First think about what you need your coffee table to do for you, or what your room is missing, then pick a table that provides the solution. Before buying a table, mark the footprint with painter’s tape so you can see the scale of the piece in the room and how that affects the surrounding furniture. If you have a very large room and a large coffee table, you can break up the scale of the table by flanking it with pairs of ottomans or benches, as in this example. When there’s a party, they can be moved out of the way for better circulation, but for everyday use these extra seats help connect the sofa at one end and the pair of chairs at the other end. Be sure to use a pair of ottomans — not just a single one. When you have two sofas or any larger seating arrangement, a big coffee table might seem like the obvious solution. But also consider a pair of matching coffee tables. They will keep the focus off one large piece of furniture and let your eye move around the room more easily. One classic coffee table size is 48 by 24 inches, so you can plan on that when thinking about your furniture arrangement.
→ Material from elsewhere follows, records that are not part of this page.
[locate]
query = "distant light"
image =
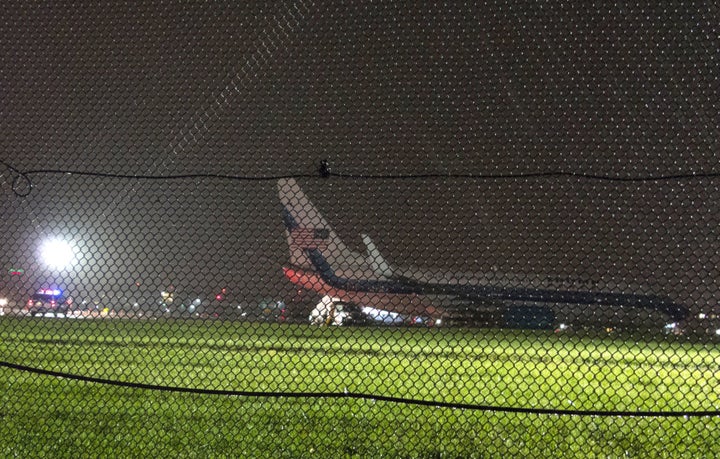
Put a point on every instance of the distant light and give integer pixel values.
(57, 254)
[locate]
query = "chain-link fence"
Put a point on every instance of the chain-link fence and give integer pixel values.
(364, 230)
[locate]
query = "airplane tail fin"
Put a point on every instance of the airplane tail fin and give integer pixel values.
(306, 229)
(380, 267)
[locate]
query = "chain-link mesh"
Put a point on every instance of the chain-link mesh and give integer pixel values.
(382, 229)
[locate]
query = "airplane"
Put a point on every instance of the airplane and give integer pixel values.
(320, 261)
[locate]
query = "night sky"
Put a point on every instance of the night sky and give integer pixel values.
(384, 88)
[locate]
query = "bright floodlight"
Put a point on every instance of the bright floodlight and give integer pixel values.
(57, 254)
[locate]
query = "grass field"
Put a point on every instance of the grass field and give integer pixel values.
(45, 416)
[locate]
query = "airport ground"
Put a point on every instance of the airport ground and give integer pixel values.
(49, 415)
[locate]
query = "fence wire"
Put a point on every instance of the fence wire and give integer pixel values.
(307, 229)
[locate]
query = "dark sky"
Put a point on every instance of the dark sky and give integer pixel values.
(169, 88)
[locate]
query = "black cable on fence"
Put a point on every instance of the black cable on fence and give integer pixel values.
(360, 396)
(324, 171)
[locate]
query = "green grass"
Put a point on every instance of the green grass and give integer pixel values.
(43, 416)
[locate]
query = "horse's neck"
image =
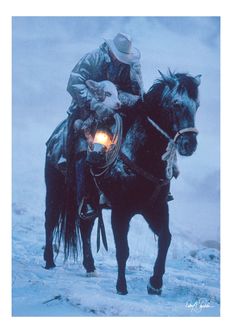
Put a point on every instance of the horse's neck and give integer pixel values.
(144, 146)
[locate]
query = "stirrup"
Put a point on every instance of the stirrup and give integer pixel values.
(86, 211)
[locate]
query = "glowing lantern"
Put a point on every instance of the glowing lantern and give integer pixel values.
(102, 138)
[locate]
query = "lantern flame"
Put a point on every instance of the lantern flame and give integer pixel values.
(102, 138)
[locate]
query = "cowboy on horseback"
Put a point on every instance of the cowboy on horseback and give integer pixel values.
(116, 60)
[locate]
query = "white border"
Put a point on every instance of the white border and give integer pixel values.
(228, 221)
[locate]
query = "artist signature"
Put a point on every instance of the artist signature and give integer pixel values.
(199, 305)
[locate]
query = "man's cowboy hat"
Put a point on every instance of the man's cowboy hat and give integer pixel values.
(121, 47)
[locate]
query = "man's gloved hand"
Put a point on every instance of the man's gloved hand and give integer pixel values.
(127, 99)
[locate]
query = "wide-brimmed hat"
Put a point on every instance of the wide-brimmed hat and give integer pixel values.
(121, 46)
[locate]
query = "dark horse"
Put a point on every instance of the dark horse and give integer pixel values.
(137, 182)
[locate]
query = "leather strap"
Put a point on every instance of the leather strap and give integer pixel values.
(133, 166)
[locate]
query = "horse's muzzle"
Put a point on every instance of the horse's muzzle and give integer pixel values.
(187, 144)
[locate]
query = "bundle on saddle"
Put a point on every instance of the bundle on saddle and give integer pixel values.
(100, 134)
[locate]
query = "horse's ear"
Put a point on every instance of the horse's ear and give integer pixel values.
(170, 73)
(198, 79)
(92, 85)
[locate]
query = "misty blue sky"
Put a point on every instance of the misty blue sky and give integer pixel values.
(45, 49)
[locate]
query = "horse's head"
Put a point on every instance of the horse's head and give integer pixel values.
(173, 104)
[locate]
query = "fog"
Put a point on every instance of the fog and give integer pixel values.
(45, 49)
A large coffee table is often double that: 48 inches square.
Many people with small children prefer a round coffee table as they consider the lack of sharp corners a safer option and less likely to cause accidents. Round tables can be difficult to fit into smaller rooms and can take up more floor space than other shapes. They can be very social however and are a good choice if you regularly sit around playing cards or board games. Consideration should also be given to whether you prefer a coffee table with legs or one that is solid to floor level. Raised coffee tables that allow a clear view under the table can help to create an impression of space; however solid coffee tables can often look more expensive and substantial.
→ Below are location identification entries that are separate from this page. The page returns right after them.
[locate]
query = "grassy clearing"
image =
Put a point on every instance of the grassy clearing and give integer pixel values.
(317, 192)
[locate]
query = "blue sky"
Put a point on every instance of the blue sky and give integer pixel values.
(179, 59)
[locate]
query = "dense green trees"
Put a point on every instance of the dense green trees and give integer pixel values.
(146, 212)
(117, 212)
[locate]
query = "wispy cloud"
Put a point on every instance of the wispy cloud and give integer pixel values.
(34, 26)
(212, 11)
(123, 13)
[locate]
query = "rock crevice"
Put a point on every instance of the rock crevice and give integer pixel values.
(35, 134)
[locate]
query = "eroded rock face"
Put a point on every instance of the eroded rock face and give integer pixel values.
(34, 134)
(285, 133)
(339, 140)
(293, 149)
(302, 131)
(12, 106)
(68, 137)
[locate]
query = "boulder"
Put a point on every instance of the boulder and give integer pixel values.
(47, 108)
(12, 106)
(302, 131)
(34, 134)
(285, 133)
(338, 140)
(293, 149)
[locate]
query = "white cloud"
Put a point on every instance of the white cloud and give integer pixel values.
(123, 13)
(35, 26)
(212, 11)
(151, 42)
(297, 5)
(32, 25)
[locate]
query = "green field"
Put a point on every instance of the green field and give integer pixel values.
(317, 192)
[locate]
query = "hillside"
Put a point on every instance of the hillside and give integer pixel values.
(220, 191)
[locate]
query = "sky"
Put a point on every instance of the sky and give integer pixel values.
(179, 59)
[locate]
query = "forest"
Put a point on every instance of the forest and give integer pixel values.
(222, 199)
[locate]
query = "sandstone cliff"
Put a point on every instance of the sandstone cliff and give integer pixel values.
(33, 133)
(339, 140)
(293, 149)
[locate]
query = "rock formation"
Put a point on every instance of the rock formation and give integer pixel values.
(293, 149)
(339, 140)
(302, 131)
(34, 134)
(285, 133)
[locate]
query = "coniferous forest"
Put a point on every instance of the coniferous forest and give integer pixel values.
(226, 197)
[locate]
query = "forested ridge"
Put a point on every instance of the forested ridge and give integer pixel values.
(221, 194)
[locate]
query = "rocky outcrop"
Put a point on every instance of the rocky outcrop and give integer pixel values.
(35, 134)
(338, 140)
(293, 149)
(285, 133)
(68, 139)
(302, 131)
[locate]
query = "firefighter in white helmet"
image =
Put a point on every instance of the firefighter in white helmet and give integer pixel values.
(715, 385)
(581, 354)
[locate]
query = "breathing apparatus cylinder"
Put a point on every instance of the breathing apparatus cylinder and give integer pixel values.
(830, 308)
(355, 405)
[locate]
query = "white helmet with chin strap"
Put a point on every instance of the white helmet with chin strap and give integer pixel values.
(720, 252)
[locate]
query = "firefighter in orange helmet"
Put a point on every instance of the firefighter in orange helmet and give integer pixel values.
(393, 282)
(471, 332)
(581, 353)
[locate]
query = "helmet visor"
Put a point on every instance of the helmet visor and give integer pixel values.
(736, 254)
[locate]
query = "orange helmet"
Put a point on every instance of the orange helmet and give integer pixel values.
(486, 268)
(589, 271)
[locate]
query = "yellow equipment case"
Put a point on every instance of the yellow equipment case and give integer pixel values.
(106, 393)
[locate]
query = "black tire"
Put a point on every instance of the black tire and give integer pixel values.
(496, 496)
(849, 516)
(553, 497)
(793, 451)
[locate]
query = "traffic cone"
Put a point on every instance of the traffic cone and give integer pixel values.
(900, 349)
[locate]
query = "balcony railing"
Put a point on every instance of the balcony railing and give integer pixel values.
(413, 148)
Keep an upholstered ottoman 18 inches from a sofa or chair, so you can easily put up your feet, and make sure the height is consistent with the surrounding seats. If you get a tufted ottoman, consider the depth of the tufts — especially if you expect to eat on it. Crumbs will find their way into the tufting and are not always easy to get out. Round coffee tables aid circulation, especially where there are many available seats, as in this example. If not every seat can reach the table, make sure there’s another surface at hand. Using a vintage object for a coffee table adds a bit of history — a story — to a room, and is one of my favorite things to do. Make sure the piece is stable and all the connections are secure. If you need to refinish the piece, ask the vendor precisely what it’s made from, as this will help in the refinishing process. Another consideration is how it will sit on your floor or rug, and if it will damage those surfaces. Splintered table legs or rusty metal bases can scratch or stain the flooring. Secondhand stores sometimes leave those areas unrefinished, so be sure to check.